海の水温はゆっくりと20℃台を下ってゆく。9月の台風で松島の水底も激しく荒らされた。しかし、朽ちる海藻もあれば蘇るものもあり。水底を敷き詰めるノトウミヒルモ(能登固有種)は、台風のうねりと砂嵐が葉を洗ったように、またも生育の勢いを増し、鮮やかな緑がよみがえった。秋の水の色が緑とグラデーションになり、なおお気に入りである。

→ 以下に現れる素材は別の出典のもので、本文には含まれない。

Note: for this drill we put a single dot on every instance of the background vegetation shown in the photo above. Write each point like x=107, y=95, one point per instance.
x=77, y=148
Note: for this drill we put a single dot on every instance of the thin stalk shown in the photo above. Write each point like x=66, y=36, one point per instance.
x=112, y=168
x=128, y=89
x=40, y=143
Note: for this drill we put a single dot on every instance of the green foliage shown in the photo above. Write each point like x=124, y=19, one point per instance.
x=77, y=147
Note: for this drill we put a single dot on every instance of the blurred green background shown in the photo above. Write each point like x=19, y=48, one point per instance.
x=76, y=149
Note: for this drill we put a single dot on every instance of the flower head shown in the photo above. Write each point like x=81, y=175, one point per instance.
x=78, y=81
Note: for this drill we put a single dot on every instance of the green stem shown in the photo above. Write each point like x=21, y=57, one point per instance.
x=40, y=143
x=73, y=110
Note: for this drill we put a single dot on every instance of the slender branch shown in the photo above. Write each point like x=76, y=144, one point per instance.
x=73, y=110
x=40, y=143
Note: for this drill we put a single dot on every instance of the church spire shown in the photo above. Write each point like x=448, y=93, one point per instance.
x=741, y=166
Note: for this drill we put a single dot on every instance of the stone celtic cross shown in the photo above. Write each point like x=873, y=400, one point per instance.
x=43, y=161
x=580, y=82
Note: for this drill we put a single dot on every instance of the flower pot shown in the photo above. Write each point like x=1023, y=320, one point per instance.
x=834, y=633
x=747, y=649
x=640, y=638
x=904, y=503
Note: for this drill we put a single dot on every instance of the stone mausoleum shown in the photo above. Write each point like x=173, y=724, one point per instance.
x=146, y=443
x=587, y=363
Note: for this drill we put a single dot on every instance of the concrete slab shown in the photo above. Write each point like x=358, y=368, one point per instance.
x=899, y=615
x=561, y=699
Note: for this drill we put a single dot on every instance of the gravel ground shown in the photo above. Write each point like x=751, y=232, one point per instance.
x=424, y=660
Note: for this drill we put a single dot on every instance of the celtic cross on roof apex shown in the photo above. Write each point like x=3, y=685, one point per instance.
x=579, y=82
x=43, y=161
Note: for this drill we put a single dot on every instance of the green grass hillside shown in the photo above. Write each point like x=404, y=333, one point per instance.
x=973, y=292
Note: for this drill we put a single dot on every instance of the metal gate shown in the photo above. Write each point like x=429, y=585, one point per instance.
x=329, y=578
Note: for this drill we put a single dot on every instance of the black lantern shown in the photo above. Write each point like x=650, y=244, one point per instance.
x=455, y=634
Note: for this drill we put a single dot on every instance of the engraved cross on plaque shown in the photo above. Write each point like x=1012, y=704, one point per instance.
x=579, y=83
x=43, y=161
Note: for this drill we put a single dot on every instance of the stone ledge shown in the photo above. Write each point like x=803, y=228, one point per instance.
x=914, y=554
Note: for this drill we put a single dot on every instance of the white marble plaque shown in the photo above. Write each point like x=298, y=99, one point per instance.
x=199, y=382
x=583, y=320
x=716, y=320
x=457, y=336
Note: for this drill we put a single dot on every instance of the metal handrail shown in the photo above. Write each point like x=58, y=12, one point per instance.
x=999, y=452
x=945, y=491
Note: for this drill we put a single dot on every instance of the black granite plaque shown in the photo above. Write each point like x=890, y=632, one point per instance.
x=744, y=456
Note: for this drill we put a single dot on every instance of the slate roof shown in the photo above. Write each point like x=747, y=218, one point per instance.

7月に最盛期を迎えていた様々な植物が、この時期にもう一度よみがえることがある。そのひとつはノトウミヒルモの花である。見渡す限り広がるノトウミヒルモの葉と葉の間を、ひとつずつ見ては花を探す作業は骨が折れる。しかし、ひとつ見つけられれば、そこはまるで花園。一帯は花でいっぱい。どれを撮ろうかと欲が出る。とても小さな花ではあるが、つぼみの時から開花に渡る観察をすれば、ひとつの花の命を見ることができる。ピンク色の3枚の花びら。これが開く時に花粉のような粘液を放出する。時間をかけてゆっくりと花びらを広げながら、こぼれるように流れ出す。そして花びらはすっかり反り返ったように開き、開花が完了してしまう。
ノトウミヒルモ花
双葉のような葉にはアミメハギの幼魚たちが戯れる。葉から葉へと渡るように行きかい、小さな波のリズムに合わせてクルッ、クルッと向きを変える。葉の色に合わせて体の色を似せているため、一瞬、目を外にやると、あの小さなひし形の子供たちをすぐに見失ってしまう。眠る時には流されないよう、海藻の葉をくわえると聞いたが、あの嵐の中でどうして過ごしたのだろう。
ノトウミヒルモとアミメハギ
少しずつ秋を深める松島の海。とうとうキヌバリも産卵の時を迎える様だ。岩陰に縄張りを構えたオスとメスは、体つきの違いも顕著に表れるようになった。オスは鋭く伸びる背びれが特徴的。メスの前ではさらに婚姻色を際立たせ、ひれの青みが強く訴える。そして、メスは一層「絹を張った」ように滑らかになり、頬の赤らみが見てわかる。
キヌバリ オス
キヌバリ メス
植物やいきものの様子で季節を感じとる。植物は特に盛衰が目に見て取れるためおもしろい。日本の里海の原風景。季節を楽しむ心を大切に育てたいと思う。
須原 水紀(すはら・みずき)さん
生まれ故郷である能登のダイビングサービス<能登島ダイビングリゾート>でガイドとして勤務。海藻への愛と情熱はピカイチ。また、マクロ生物も大好きで、海藻に付くマクロ生物を探し出す眼は「顕微鏡の眼力」といわれるほど。